With names like Trajadura, Loureiro, Trincadeira, Alicante Bouschet and Touriga Nacional, the grapes of Portugal don’t exactly roll off your tongue. Nor do they have the recognition of a Cabernet Sauvignon or Chardonnay. But with more than 200 indigenous varietals, Portugal’s wines are definitely exciting to explore.
For a great introduction to Portugal’s wines, I recommend trying the wines from Herdade do Esporão. I’ve been a fan of Esporao’s wines since I first tasted them last fall.
Esporão is located in Alentejo, a region in the southeast that covers one third of mainland Portugal. Hot and humid summers and granitic soil add unique character to the grapes.
For a taste of Portugal’s white varietals, try Esporão’s Monte Velho White. It’s a blend of Roupeiro, Antão Vaz and Perrum grapes. It’s fresh and aromatic with flavors of peach and apple. The finish is clean and crisp. Try this with seafood or pasta, or as an alternative to Chardonnay. The Monte Velho White costs around $10.
For a more elegant and refined white try Esporão’s White Reserva. It’s a rich and fruity mix of Roupeiro, Arinto and Antão Vaz, with hints of vanilla from time spent in new American and French oak barrels. The White Reserva costs around $20.
If you’re a fan of Spanish Albariño try a bottle of the 2007 Quinta da Aveleda from the Vinho Verde region in northwest Portugal. It’s a mix of Trajadura, Loureiro and Alvarinho (the Portuguese name for Albariño). The wine is complex and dry with a crisp lemon-lime flavor. A nice minerality and good acidity make this a great wine for shellfish and seafood. It’s a great value at around $9 a bottle.
For a taste of Portugal’s red varietals try Esporão’s Monte Velho Red, a blend of Trincadeira, Aragonês and Castelão. The wine has rounded flavors of ripe berries and spice with oak and gentle tannins that give it a good body. This goes well with a variety of meat dishes and tomato-based pasta dishes. A bottle costs around $10.
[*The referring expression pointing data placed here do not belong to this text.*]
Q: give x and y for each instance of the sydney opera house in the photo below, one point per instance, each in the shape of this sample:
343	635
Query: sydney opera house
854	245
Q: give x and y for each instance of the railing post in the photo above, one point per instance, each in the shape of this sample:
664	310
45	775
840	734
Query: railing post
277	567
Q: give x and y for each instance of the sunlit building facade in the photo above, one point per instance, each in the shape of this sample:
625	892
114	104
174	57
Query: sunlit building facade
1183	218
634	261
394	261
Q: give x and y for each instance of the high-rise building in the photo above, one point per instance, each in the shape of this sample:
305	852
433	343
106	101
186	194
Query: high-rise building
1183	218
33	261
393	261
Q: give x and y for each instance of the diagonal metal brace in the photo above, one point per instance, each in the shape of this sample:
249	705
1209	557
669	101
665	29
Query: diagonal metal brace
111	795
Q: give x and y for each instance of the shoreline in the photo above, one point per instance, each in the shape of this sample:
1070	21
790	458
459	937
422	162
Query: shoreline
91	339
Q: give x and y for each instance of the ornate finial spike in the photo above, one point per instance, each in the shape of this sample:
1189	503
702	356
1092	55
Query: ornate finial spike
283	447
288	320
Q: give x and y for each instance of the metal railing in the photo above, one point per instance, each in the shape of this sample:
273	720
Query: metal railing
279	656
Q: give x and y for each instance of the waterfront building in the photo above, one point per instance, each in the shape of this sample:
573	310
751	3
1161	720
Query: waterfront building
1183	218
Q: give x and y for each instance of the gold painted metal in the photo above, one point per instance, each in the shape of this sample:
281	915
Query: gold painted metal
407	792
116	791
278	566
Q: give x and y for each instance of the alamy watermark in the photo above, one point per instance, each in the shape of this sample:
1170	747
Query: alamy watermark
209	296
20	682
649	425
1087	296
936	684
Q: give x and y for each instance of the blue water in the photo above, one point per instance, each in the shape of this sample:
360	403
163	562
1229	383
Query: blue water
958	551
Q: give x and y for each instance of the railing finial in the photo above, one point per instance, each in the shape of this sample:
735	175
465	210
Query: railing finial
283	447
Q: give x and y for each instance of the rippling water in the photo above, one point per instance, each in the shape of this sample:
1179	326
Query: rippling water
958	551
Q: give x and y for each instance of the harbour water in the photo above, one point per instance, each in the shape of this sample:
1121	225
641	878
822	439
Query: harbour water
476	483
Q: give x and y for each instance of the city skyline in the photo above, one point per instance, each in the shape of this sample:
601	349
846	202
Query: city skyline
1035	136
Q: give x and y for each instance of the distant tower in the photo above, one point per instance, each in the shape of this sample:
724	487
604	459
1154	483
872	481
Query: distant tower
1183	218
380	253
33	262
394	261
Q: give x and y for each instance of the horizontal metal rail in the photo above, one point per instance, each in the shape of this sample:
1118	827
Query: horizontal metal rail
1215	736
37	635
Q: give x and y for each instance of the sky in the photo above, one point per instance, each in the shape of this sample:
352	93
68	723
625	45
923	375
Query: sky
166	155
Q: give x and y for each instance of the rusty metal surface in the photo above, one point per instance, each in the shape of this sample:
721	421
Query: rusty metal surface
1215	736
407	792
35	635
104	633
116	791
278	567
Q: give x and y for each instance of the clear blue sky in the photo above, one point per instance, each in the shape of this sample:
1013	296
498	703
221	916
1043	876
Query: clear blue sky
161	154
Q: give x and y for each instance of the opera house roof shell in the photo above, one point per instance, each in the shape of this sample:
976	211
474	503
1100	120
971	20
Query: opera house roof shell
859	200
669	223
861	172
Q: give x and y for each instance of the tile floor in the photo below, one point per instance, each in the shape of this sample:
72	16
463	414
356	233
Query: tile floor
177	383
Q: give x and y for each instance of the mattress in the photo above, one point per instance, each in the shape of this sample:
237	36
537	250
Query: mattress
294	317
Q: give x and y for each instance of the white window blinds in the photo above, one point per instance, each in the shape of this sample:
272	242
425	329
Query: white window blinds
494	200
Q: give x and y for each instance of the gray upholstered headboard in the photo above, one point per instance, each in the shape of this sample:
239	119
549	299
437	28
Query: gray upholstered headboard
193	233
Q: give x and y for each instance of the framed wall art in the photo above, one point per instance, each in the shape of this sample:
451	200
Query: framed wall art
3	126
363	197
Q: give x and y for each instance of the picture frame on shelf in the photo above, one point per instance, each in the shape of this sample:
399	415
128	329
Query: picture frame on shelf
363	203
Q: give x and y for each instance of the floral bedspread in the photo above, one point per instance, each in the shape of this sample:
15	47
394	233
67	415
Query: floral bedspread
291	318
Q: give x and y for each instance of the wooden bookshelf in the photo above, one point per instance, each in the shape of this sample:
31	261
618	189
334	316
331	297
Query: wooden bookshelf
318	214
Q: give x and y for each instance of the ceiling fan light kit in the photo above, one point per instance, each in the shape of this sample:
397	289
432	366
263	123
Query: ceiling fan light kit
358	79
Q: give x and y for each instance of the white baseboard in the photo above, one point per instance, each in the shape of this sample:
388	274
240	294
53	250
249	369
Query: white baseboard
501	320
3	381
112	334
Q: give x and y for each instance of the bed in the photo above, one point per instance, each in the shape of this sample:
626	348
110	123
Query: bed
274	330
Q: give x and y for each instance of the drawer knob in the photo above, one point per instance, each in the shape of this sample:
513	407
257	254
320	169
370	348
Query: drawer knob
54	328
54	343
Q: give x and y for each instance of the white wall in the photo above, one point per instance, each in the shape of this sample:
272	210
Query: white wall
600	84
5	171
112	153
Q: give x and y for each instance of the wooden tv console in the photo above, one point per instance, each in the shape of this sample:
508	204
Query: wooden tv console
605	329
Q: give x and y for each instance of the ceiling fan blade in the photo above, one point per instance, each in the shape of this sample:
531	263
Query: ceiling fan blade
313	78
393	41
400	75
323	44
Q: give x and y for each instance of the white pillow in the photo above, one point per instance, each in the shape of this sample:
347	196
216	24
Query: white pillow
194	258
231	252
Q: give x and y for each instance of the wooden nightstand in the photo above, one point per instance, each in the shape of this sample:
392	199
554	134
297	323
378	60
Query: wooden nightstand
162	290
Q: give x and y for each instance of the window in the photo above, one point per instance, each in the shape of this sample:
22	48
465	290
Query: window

I also really like Esporão’s Red Reserva, a blend of Trincadeira, Aragonês and Cabernet Sauvignon. It has intense flavors of blackcurrant and cherry, with layers of oak and vanilla spice. This goes great with beef or lamb. The Red Reserva costs around $20.
My favorite red wine varietal from Portugal is Touriga Nacional. This grape produces full-bodied wines that have flavors of blackberries, blueberries and rosemary. Touriga Nacional is great on its own and can be even better when blended with other grapes. Try a bottle of this instead of a Cabernet Sauvignon.
In previous years Esporão has produced a delicious single varietal Touriga Nacional. From this year on the winery will only be producing this wine during exceptional years, so be sure to buy a bottle if you see one at your local wine shop.
Casa Santos Lima in the Estremadura region in west central Portugal makes a delicious Touriga Nacional. The 2007 vintage has big and chewy flavors of spicy deep red fruit. This goes great with grilled meats. A bottle of Casa Santos Lima 2007 Touriga Nacional costs around $12.
A more expensive alternative is the Quinta das Tecedeiras 2005 Reserva. It’s from the Douro region in northern Portugal, which is best known as the source of Port. The wine is a mix of Touriga Nacional, Tinta Roriz, Touriga Franca, Tinto Cão, Tinta Barroca and Tinta Amarela. It has rich and full-bodied flavors of blackberry, plum and mocha with smooth and lingering tannins. A sip of this makes you crave steak. A bottle of Quinta das Tecedeiras 2005 Reserva costs around $28.
If the only wine you’ve ever tried from Portugal is a Port, it’s definitely time to visit your local wine store.